26th May 2021: Erika Marcet Torrijos (Dublin City University) Title: Pragmatic Challenges and Relevance in the L2 Context.


Research on interlanguage pragmatics of L2 Japanese is limited in scope, as studies mostly focus on speech acts and other sociolinguistic and interactional strategies. As a result, researchers have yet to formally establish how learners of Japanese have difficulties with their production and interpretation of meaning from a cognitive perspective. Through Relevance Theory, this presentation explores some pragmatic challenges that L2 learners of Japanese encountered during their study abroad programmes and work placements in Japan.

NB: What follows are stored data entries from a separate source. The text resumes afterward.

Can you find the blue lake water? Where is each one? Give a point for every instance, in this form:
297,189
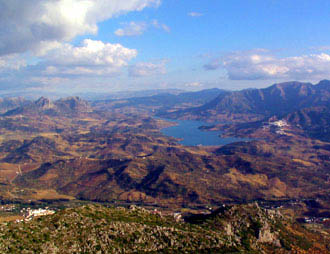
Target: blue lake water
188,131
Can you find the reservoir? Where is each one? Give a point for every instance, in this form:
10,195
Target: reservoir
189,134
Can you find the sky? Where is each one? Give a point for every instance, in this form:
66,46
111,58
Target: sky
104,46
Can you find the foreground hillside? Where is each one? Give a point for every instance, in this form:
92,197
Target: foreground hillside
96,229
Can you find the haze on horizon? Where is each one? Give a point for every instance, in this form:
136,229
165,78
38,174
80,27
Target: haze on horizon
99,46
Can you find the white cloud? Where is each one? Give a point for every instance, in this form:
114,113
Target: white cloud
193,84
137,28
38,25
11,62
260,64
195,14
91,58
132,29
147,69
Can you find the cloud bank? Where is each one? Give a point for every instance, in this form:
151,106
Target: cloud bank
39,25
147,69
262,65
138,28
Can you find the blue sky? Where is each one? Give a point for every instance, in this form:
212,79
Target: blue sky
70,46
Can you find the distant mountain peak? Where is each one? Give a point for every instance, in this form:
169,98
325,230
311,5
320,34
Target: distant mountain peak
44,103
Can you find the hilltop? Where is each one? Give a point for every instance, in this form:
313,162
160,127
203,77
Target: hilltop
97,229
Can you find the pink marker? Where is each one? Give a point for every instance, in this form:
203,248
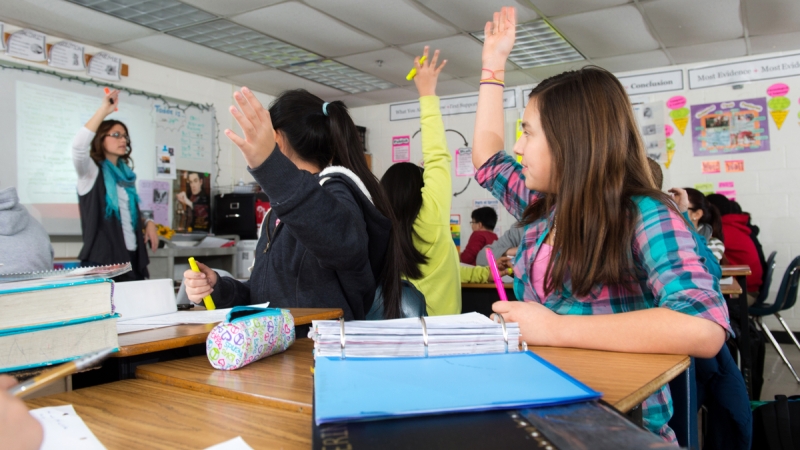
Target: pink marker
498,282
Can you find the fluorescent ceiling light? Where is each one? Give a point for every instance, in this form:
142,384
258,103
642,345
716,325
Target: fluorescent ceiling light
339,76
538,44
243,42
156,14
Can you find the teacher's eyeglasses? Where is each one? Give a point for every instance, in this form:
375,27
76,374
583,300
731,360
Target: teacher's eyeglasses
118,135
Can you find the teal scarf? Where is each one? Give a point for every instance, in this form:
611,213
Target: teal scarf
120,175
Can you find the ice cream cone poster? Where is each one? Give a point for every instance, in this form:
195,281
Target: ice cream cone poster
679,113
778,104
736,126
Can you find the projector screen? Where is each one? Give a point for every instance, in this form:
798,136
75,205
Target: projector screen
42,114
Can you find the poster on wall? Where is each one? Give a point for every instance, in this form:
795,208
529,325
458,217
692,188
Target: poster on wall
154,200
192,191
401,148
650,119
738,126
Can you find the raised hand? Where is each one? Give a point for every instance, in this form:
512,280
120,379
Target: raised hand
500,34
427,73
256,124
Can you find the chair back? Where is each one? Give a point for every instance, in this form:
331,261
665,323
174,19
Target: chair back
767,280
788,290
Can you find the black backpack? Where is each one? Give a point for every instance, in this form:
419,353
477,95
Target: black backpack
776,425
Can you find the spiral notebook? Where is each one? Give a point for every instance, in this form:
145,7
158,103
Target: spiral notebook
350,388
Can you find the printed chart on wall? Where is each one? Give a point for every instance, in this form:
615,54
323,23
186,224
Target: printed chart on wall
43,114
736,126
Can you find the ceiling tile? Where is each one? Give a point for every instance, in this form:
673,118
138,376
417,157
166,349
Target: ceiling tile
70,21
463,54
552,8
394,66
679,23
389,95
393,21
173,52
352,101
639,61
229,8
320,33
772,16
274,82
786,42
607,32
708,52
472,15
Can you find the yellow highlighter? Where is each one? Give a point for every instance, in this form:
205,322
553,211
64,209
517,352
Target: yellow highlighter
207,299
413,72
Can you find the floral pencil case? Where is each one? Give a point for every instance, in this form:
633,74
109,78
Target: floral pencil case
249,334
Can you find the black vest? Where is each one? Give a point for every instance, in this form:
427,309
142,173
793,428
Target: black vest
103,241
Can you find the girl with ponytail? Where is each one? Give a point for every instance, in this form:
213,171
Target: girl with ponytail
328,240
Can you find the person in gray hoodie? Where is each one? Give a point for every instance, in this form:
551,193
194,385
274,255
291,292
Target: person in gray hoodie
328,241
24,245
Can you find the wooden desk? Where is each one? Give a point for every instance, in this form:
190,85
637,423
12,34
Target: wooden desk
737,306
137,414
167,338
285,381
281,381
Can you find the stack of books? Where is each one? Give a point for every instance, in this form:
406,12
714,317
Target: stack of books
53,317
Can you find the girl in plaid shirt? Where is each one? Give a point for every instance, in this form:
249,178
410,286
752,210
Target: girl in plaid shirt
606,261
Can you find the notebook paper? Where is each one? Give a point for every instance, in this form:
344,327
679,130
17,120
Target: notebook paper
375,388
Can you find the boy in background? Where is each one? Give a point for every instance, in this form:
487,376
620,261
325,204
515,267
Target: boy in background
483,222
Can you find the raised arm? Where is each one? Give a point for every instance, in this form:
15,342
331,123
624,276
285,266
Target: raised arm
489,124
437,192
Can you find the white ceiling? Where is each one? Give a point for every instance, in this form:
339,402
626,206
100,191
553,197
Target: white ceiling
381,37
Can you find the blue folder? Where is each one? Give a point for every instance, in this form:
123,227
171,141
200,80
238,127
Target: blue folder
376,388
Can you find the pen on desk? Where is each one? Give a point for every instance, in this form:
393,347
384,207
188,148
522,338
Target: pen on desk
413,71
207,299
498,282
56,373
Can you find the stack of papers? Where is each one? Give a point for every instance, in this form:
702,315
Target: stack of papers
470,333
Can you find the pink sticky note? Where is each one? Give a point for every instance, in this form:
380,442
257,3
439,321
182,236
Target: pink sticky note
676,102
777,90
735,165
730,193
711,167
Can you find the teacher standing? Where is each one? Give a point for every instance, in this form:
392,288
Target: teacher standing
111,222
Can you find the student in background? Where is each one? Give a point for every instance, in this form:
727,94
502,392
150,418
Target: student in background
739,246
706,219
483,222
18,429
503,249
328,240
421,199
24,244
607,262
111,222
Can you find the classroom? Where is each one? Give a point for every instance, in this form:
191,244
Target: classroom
399,224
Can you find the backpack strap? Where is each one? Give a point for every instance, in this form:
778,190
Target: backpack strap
783,422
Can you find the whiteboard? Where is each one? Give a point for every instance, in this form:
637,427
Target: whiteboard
41,115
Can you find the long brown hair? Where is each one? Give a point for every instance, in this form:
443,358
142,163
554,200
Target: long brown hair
599,163
97,151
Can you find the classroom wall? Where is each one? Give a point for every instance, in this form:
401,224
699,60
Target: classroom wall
173,83
769,187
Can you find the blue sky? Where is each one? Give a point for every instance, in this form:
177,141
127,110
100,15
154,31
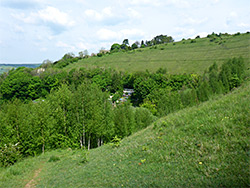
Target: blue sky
35,30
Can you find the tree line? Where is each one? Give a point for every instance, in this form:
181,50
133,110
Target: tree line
55,109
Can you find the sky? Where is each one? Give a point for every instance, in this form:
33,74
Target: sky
32,31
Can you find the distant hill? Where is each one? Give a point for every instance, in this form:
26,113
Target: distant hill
201,146
7,67
186,56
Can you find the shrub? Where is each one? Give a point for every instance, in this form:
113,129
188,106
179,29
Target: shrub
53,159
9,154
115,142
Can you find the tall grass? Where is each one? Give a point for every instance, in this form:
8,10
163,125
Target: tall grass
183,57
202,146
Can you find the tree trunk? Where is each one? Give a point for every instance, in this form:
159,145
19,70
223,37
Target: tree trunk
83,137
99,142
89,142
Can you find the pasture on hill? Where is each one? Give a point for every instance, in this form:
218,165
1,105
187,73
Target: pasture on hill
186,56
201,146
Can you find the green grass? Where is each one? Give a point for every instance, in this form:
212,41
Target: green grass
5,69
202,146
183,57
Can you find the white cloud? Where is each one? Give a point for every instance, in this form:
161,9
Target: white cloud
133,13
53,15
65,46
107,35
18,29
244,25
183,33
189,20
146,2
99,16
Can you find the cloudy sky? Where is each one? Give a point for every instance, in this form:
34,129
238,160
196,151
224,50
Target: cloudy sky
35,30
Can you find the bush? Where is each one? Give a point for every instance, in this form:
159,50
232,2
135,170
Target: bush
115,142
9,154
53,158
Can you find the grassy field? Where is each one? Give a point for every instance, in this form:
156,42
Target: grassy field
178,57
201,146
5,69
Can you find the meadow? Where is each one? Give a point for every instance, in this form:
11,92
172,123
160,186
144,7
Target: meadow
187,56
200,146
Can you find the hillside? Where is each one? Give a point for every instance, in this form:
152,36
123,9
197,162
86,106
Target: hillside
187,56
202,146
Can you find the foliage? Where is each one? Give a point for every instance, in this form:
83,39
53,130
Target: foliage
201,146
9,154
116,142
53,158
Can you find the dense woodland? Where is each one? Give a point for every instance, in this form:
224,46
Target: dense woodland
41,111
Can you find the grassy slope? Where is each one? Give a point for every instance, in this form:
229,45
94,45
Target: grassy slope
203,146
178,58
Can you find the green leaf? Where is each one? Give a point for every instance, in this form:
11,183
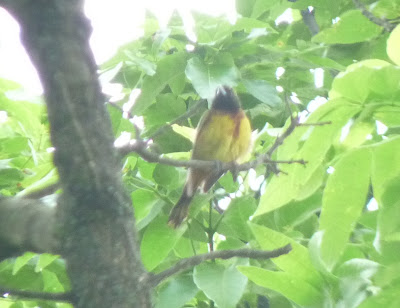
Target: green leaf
45,259
176,292
13,145
167,108
207,77
388,243
355,279
362,79
223,285
166,176
353,27
344,198
393,45
297,262
170,71
158,240
51,282
143,201
234,222
385,166
318,140
264,92
22,261
387,297
290,286
10,176
210,30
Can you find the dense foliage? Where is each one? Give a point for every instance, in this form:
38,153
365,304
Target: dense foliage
345,248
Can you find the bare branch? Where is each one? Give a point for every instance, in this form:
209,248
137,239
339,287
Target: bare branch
58,297
221,254
376,20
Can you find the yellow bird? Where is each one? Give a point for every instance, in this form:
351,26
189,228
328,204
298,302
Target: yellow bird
223,134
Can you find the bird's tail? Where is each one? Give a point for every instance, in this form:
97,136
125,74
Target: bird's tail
180,210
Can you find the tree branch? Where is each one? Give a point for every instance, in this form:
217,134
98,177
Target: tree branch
26,225
58,297
376,20
221,254
94,213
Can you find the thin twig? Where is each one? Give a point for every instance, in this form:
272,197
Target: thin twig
140,149
58,297
384,23
179,119
221,254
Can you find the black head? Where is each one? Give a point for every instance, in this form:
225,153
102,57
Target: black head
225,99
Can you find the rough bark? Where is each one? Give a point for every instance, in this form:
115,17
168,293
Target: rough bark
26,225
94,215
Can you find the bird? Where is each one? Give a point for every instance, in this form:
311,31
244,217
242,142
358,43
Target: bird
223,134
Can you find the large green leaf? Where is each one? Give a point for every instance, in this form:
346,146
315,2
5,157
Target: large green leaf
352,27
318,140
289,285
176,292
207,77
367,80
158,240
344,198
296,263
264,92
223,284
386,165
170,71
393,45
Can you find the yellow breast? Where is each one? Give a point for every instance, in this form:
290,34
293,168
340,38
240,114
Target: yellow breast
222,136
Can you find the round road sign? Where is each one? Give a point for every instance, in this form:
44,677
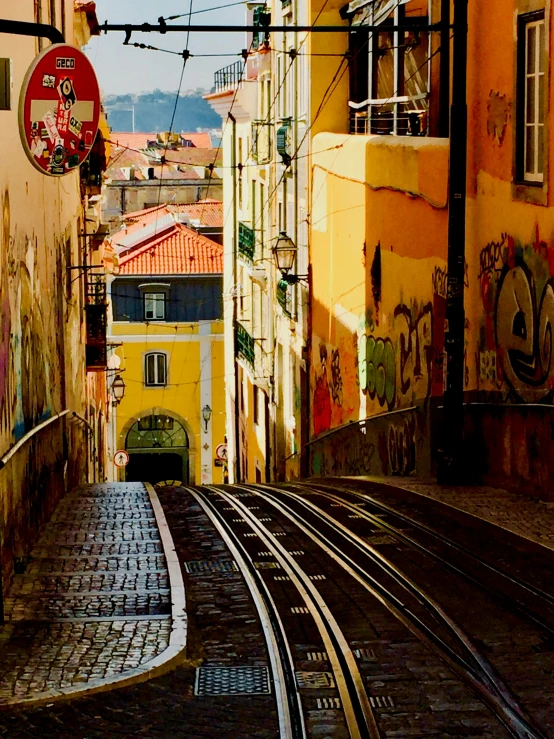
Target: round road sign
121,458
59,109
221,451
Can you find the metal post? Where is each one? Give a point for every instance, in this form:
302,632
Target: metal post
450,467
236,445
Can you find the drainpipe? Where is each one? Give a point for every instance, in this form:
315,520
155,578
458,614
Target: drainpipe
444,70
236,461
450,463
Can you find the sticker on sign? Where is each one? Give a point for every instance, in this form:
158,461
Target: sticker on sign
60,96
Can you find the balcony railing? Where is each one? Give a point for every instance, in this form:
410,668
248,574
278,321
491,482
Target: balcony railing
229,78
398,117
261,142
247,241
245,347
285,296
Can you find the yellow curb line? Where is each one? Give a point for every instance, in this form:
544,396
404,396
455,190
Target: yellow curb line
164,662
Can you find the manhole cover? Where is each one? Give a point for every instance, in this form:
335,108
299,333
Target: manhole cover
232,681
315,680
203,565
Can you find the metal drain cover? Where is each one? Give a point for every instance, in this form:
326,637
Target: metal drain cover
199,566
232,681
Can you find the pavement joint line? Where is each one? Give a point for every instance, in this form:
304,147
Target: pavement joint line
92,594
97,573
103,557
96,619
166,660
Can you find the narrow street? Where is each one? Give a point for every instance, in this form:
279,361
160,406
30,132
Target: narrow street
387,614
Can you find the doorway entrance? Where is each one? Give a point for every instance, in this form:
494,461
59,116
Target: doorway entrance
158,449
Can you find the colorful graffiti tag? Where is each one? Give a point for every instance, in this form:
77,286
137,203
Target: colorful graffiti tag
516,346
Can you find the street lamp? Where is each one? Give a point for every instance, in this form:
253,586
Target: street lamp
285,251
118,389
206,415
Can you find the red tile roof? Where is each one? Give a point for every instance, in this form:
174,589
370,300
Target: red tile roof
209,213
179,252
140,140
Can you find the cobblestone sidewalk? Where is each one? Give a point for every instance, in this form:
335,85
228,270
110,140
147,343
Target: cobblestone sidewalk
533,519
94,602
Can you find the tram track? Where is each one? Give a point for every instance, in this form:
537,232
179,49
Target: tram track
289,709
472,667
402,537
358,713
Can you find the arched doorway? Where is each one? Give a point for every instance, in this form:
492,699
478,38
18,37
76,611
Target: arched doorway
158,449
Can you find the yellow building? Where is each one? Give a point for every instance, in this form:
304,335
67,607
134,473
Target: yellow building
167,333
44,240
378,246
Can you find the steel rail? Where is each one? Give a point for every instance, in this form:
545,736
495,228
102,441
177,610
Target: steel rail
401,536
493,695
360,720
291,718
490,675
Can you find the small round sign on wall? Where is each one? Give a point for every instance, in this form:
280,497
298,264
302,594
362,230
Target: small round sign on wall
121,458
59,110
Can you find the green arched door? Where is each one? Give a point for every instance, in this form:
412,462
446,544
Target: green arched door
158,450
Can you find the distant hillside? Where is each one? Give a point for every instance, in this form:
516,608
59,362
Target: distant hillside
153,112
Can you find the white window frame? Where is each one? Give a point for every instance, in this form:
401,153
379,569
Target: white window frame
154,376
534,77
155,304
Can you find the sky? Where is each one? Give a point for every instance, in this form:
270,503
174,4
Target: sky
125,69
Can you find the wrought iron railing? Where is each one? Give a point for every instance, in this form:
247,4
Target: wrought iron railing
285,296
247,241
245,347
229,77
409,118
95,285
261,141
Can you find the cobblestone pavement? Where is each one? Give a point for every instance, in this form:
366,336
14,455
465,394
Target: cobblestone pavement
524,516
223,632
94,601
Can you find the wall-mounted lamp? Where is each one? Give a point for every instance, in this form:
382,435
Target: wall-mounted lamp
118,389
285,251
206,415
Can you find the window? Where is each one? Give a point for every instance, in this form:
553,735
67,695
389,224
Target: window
154,306
531,99
155,369
255,405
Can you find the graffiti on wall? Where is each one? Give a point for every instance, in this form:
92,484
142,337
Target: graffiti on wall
397,448
515,350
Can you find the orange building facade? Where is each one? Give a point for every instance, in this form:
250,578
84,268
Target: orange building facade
378,249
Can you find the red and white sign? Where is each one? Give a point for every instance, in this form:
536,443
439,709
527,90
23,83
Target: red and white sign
121,458
59,110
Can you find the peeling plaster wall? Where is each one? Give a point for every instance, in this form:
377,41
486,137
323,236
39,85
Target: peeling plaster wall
42,369
378,327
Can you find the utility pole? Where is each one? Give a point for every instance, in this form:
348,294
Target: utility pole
451,463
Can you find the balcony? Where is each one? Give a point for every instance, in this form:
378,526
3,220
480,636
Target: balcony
247,241
285,296
261,19
229,78
245,346
261,142
96,318
401,117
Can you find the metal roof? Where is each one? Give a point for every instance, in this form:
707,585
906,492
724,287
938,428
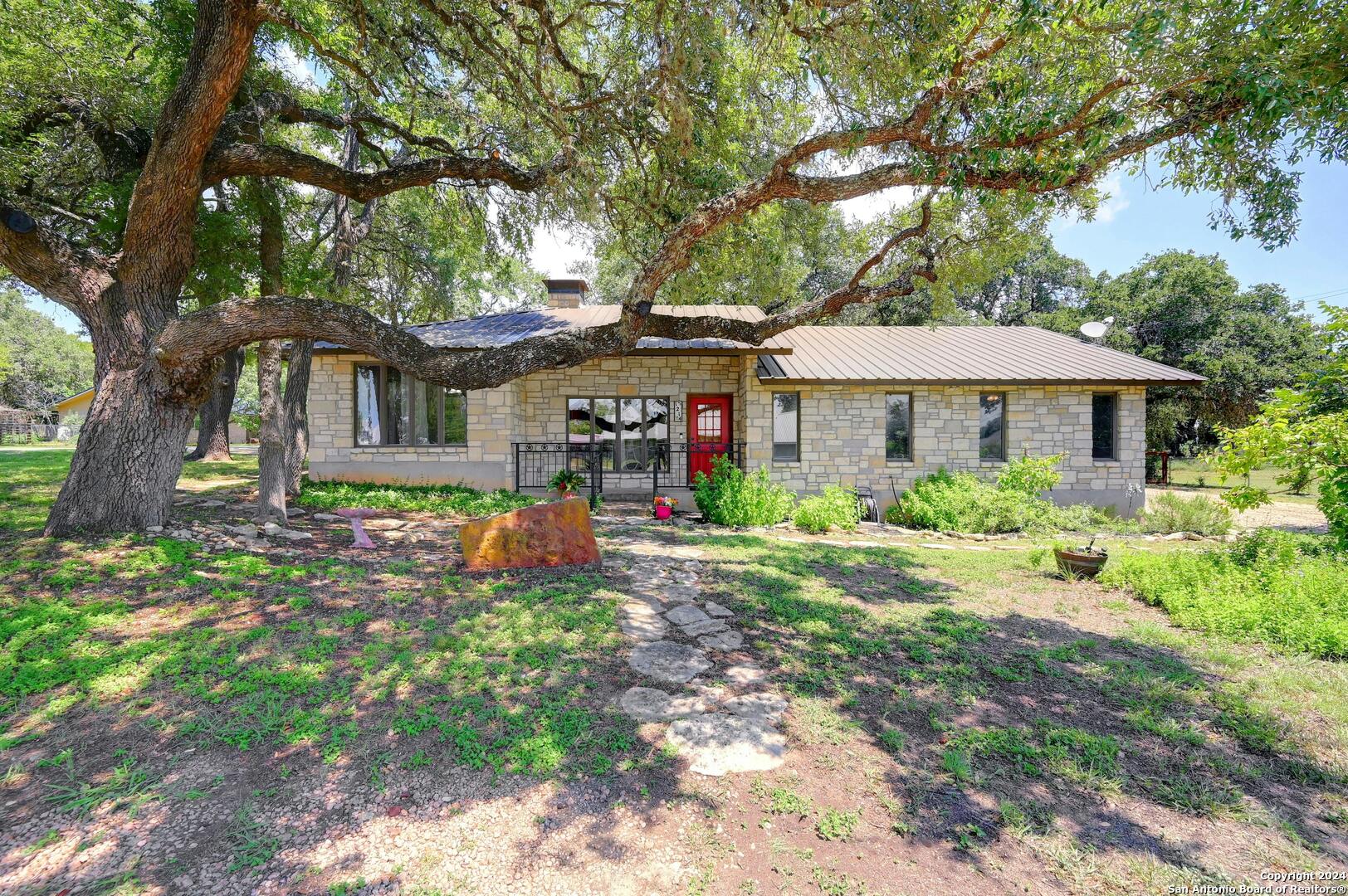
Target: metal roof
956,354
492,330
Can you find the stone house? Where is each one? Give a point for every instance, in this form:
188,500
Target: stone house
863,406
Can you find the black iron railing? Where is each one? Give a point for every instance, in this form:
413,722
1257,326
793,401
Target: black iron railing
654,466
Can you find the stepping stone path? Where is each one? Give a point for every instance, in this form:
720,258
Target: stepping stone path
678,639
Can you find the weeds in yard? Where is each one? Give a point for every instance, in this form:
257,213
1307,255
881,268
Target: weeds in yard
838,825
251,845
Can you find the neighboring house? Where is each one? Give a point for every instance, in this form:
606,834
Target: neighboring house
864,406
73,410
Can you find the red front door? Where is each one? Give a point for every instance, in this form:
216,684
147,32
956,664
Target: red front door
708,431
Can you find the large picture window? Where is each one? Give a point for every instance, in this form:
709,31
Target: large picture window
898,427
394,408
1104,410
786,426
634,433
993,430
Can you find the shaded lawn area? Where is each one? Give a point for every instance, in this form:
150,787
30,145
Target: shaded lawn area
971,702
956,716
30,479
1196,475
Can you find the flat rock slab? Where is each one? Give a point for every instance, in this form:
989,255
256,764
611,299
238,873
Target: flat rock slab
764,708
654,705
553,533
719,744
723,641
643,628
745,675
704,627
669,660
686,615
678,593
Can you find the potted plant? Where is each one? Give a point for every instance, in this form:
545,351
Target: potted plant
1075,562
566,483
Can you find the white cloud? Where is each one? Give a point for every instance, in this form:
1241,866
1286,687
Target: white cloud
1115,201
555,251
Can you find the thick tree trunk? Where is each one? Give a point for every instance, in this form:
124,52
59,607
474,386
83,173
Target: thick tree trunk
271,434
271,437
129,457
295,412
213,436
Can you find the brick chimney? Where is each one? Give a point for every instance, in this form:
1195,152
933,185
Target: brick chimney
565,294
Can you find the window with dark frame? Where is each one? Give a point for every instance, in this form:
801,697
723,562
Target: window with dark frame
394,408
898,426
1104,426
786,426
993,430
634,433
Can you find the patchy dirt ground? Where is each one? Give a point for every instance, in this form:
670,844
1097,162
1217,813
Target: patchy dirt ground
317,720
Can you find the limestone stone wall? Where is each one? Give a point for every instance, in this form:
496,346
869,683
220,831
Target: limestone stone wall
544,395
842,437
484,462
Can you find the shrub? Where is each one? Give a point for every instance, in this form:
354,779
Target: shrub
1172,512
455,500
730,498
836,509
965,503
1287,592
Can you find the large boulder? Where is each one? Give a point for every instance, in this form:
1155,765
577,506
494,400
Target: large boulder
554,533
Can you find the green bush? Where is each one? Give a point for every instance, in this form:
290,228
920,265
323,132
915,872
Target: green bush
1287,592
455,500
730,498
836,509
964,503
1172,512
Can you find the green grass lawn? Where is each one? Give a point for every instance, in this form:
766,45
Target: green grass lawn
30,479
1192,473
950,710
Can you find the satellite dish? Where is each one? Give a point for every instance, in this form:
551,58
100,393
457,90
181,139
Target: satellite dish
1096,329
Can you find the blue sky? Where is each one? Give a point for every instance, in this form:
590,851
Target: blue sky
1138,220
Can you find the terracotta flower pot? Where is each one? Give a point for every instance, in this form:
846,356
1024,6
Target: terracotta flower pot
1079,563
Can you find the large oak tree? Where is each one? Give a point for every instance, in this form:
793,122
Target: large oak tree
669,125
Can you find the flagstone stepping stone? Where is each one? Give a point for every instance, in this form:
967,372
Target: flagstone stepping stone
645,626
745,675
667,660
678,593
686,615
724,641
764,708
720,744
654,705
706,627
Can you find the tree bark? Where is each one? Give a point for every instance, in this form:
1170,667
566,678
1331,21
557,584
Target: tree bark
271,434
295,412
129,457
213,436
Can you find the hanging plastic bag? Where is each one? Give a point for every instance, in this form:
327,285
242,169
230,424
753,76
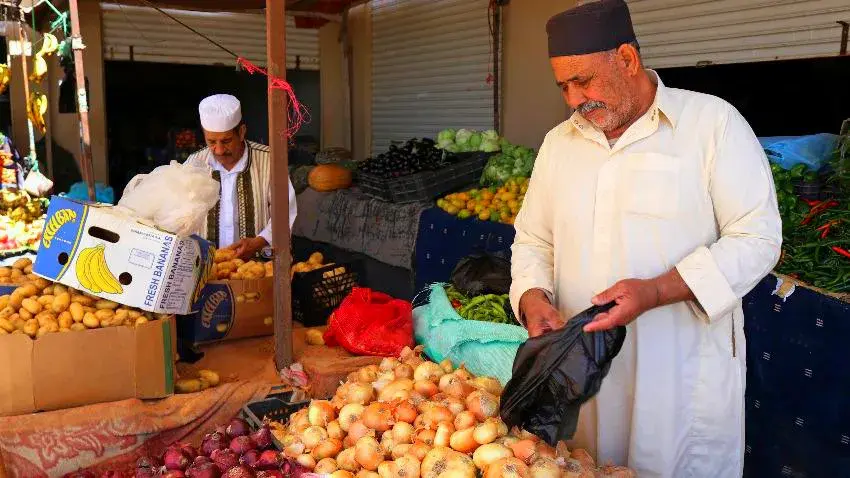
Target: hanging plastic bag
371,323
175,197
555,373
482,274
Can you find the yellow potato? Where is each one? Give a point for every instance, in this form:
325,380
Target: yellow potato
187,385
25,314
65,320
76,310
90,321
31,305
27,290
6,312
121,316
61,302
31,328
15,300
6,325
45,317
82,299
210,376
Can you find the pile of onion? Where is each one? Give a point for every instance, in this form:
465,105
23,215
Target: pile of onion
409,418
231,451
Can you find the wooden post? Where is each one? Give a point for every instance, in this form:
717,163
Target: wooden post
278,143
86,168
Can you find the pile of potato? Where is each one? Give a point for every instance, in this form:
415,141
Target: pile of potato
229,267
40,307
19,273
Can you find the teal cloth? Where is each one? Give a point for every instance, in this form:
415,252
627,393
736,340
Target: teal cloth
484,348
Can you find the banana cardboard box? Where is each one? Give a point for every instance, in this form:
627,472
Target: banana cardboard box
230,309
99,250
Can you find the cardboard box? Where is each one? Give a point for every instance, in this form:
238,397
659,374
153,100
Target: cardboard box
99,250
231,309
80,368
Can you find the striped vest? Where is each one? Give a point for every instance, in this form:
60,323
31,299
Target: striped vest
252,192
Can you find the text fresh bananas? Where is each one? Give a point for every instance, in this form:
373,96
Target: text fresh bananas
93,274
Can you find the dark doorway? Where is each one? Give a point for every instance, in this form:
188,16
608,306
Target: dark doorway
778,98
147,102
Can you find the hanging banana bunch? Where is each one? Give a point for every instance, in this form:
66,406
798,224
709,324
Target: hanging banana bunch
5,77
49,46
36,111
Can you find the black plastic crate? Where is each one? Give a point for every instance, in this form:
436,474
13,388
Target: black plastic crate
278,406
316,294
427,185
374,186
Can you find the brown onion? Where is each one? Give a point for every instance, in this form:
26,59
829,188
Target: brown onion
464,420
482,404
327,465
405,412
327,449
368,453
320,413
378,416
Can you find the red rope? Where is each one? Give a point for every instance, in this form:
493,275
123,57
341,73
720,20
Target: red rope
297,115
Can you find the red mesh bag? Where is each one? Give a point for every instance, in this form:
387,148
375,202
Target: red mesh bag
371,323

Learners reported difficulties with interpreting and producing several communicative acts, such as speech styles, ellipsis, prosody and ostensive silence. Findings indicate that learners are challenged by discrepancies between the linguistic form of utterances and the proposition expressed. Learners also have difficulties tapping into their inferential abilities, particularly in utterances where recovery or production of higher-level explicatures and implicatures is needed. With this presentation, I hope to consolidate the idea that notions within Relevance Theory can be particularly beneficial to the development of pragmatic competence in the L2 classroom.